Measuring the true impact of Colorado’s climate delay: A pathway for curbing pollution (Part 3)

After Colorado legislators passed landmark climate legislation in 2019, which included a statutory mandate directing the Air Quality Control Commission (AQCC) to adopt rules and regulations to reduce statewide emissions, the state has yet to adopt a policy framework capable of getting the job done. This three-part series explores the impact of Colorado’s delay, analyzing the impact on total emissions and the state’s ability to meet its own climate targets.

Alamosa Photovoltaic Power Plant.

Alamosa Photovoltaic Power Plant.

Colorado’s policy action is nowhere close to living up to its climate commitments. As we’ve illustrated in Part 1 and Part 2 of this series, the state is far off track from meeting its own climate goals, even accounting for all current policies and recently announced coal plant retirements. And the recently released final Roadmap doesn’t include a comprehensive and specific regulatory agenda that will secure the needed reductions. Without urgent action, climate pollution will continue building up in the atmosphere and will wreak further environmental, health and economic havoc on Coloradans.
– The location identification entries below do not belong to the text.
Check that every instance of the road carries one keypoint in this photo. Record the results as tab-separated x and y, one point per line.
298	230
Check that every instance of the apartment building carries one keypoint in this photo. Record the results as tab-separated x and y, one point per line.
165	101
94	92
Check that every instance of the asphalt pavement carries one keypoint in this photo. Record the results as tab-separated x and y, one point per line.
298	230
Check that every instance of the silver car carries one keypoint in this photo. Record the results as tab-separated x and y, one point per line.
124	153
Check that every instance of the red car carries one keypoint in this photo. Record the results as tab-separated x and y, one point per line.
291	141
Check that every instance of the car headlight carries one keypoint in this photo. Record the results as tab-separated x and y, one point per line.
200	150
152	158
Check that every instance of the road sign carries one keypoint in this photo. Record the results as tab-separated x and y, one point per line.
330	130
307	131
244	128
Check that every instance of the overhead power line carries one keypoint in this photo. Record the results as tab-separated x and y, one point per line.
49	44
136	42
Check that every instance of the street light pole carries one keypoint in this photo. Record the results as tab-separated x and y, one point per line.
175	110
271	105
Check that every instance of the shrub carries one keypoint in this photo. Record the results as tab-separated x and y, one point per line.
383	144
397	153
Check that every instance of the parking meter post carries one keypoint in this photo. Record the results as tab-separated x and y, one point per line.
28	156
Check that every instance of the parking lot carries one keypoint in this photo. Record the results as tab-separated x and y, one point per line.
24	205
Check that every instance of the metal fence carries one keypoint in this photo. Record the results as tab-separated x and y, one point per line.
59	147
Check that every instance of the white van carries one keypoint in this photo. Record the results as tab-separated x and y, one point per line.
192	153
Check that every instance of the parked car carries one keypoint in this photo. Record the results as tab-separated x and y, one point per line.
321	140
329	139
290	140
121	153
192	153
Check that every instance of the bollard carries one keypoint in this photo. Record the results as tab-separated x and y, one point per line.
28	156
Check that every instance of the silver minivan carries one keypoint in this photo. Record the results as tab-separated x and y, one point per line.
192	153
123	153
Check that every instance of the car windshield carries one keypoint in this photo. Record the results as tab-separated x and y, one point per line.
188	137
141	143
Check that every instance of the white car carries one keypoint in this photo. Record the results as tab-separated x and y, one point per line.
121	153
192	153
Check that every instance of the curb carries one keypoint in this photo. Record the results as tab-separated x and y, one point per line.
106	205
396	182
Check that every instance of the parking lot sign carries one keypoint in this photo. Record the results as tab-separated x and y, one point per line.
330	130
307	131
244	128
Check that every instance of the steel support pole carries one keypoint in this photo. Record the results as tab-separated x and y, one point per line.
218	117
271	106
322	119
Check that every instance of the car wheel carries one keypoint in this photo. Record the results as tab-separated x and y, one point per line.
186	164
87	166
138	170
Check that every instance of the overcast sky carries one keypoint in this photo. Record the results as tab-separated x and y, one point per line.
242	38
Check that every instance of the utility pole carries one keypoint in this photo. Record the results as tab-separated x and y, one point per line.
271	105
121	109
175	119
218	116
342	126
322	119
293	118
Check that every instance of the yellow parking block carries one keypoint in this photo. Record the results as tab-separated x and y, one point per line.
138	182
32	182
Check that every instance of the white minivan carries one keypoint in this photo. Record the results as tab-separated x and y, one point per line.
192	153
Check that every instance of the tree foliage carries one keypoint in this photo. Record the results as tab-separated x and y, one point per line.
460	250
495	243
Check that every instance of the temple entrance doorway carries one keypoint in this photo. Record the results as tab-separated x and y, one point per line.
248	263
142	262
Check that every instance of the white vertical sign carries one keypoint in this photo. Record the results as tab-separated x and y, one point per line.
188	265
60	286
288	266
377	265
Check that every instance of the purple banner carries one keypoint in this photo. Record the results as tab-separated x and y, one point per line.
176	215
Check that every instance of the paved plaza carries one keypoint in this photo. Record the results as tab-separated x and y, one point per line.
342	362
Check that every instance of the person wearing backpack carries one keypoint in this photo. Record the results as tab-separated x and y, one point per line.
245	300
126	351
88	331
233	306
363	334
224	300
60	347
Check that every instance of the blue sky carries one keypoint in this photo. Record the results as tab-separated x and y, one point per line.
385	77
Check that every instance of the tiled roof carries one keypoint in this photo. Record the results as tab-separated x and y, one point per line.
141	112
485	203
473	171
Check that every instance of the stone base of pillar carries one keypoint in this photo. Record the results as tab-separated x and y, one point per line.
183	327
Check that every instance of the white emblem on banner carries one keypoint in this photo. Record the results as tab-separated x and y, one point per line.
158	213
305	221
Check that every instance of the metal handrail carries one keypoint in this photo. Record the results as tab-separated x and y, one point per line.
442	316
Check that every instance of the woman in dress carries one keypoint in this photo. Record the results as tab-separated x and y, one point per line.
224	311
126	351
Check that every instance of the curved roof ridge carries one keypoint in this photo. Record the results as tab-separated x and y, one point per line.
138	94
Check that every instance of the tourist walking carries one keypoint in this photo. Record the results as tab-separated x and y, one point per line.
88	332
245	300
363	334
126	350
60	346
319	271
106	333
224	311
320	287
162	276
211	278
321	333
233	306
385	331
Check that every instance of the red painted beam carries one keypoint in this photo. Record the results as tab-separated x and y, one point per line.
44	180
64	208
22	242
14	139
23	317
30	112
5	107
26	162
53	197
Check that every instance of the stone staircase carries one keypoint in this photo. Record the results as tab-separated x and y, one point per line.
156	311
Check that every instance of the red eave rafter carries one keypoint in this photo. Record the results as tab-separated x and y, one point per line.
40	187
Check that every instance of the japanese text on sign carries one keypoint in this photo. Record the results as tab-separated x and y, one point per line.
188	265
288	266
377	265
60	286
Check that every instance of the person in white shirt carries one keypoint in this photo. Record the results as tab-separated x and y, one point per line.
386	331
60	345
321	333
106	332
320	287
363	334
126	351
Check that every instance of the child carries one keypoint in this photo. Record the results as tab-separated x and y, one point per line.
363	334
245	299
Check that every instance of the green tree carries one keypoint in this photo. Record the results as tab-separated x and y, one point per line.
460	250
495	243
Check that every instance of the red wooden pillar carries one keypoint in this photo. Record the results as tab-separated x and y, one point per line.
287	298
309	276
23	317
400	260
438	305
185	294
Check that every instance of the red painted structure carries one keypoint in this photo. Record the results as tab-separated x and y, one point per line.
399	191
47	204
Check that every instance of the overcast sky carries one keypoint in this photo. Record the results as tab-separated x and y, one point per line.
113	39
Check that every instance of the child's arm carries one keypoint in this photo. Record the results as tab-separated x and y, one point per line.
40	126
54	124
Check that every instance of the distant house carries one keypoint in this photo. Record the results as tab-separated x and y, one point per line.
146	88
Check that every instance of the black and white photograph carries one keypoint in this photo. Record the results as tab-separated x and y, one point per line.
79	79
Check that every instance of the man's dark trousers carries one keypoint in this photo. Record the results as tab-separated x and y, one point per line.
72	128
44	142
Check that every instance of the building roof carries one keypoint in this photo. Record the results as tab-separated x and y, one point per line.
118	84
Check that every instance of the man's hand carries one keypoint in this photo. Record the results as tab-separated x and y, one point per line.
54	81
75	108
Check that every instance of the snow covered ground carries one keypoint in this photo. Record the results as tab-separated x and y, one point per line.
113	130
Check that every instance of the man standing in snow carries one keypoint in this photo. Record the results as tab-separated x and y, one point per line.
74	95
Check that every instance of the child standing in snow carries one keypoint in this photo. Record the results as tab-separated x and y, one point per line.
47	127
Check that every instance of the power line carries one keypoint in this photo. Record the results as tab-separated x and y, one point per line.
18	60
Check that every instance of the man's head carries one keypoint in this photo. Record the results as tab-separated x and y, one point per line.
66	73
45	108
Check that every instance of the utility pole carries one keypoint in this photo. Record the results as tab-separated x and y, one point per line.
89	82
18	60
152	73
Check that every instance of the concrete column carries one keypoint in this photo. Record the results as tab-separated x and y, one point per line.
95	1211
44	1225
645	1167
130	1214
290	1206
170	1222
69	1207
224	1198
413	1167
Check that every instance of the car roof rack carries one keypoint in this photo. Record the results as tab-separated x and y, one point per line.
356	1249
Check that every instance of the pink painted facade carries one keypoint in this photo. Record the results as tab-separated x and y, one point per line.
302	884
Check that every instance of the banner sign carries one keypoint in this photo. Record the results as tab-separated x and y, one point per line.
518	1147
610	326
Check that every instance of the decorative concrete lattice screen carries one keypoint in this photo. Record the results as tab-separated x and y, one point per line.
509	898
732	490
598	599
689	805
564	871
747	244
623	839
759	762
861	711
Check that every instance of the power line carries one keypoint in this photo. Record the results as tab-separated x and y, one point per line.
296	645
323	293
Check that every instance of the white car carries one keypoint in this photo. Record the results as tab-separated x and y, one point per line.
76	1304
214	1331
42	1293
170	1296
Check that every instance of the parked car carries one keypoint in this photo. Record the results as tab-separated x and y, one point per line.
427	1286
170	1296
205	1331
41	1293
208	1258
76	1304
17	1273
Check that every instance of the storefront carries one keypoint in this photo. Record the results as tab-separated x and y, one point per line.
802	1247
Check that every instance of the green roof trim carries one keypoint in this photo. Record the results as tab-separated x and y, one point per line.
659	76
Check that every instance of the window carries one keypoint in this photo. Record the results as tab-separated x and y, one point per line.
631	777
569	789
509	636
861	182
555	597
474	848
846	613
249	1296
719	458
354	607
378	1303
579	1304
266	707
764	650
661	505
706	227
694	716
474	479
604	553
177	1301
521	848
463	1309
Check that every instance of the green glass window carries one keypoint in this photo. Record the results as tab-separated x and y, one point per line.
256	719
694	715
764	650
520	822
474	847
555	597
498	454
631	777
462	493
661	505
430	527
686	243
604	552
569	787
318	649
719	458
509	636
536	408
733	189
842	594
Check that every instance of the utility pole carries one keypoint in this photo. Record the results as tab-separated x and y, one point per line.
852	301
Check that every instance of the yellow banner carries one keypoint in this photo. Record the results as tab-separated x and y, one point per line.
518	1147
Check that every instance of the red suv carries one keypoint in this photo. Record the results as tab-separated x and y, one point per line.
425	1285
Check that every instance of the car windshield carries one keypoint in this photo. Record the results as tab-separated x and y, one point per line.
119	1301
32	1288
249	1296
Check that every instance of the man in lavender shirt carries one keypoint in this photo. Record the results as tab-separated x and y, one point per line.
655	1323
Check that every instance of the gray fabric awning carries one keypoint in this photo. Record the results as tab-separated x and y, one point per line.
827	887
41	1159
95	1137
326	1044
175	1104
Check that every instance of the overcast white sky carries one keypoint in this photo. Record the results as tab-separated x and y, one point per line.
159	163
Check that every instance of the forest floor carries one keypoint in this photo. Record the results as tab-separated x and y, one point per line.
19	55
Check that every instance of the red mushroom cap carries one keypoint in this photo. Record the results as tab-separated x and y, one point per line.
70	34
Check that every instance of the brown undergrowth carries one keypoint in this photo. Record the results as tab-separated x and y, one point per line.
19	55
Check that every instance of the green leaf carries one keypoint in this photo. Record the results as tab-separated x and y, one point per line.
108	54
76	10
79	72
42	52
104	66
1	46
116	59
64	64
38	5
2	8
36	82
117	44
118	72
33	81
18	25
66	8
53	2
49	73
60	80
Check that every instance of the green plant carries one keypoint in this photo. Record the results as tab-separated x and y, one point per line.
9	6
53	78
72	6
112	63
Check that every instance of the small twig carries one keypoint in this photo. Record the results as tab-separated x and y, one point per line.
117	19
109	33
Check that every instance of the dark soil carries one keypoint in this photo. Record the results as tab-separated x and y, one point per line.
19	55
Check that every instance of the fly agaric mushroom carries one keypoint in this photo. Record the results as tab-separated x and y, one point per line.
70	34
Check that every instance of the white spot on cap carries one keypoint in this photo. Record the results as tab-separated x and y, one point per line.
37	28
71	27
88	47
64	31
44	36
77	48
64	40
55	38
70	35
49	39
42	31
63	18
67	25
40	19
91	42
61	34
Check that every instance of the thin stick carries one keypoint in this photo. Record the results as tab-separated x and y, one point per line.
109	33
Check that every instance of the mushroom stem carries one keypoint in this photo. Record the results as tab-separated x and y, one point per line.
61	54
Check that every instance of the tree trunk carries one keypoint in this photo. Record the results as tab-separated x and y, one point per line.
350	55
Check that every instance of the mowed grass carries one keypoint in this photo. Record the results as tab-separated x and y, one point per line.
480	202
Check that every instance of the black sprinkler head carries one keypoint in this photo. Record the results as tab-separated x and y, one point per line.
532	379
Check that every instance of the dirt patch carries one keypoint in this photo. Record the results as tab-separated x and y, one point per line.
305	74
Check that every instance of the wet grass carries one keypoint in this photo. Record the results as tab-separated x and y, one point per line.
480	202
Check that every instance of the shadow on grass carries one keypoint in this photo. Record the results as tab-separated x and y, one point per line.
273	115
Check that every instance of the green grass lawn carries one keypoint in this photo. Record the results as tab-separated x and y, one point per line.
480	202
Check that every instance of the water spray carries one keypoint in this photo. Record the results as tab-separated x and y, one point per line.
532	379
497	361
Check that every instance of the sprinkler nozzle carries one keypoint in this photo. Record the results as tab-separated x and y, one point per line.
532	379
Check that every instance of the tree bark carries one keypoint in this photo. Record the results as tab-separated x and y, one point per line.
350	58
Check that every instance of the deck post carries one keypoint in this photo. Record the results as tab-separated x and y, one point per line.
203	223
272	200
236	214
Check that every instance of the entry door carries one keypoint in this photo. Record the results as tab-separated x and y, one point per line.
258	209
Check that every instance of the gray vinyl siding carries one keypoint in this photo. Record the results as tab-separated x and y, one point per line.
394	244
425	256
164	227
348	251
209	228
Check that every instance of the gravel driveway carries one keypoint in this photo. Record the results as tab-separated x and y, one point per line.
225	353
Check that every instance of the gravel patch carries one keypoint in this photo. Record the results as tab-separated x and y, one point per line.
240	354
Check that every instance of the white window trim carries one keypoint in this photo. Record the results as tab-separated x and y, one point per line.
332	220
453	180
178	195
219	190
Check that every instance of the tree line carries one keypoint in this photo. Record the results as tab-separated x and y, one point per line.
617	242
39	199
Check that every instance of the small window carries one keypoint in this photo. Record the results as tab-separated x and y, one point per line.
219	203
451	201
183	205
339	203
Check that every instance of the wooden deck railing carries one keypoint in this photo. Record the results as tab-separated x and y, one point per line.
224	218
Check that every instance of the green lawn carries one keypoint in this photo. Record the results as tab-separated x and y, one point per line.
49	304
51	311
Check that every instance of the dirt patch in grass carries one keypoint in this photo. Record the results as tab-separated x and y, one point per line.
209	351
But in the face of this immense challenge, the Air Quality Control Commission (AQCC)—the regulatory body responsible for ensuring Colorado meets its targets—has an opportunity to get the state on the right course. The Commission is already overdue on its responsibility to evaluate options and then propose a regulation or suite of regulations to meet its statutory climate targets. A recent EDF petition for an enforceable, declining emission limit could help the AQCC deliver concrete climate progress on an urgent timeline, while improving health and equity across the state.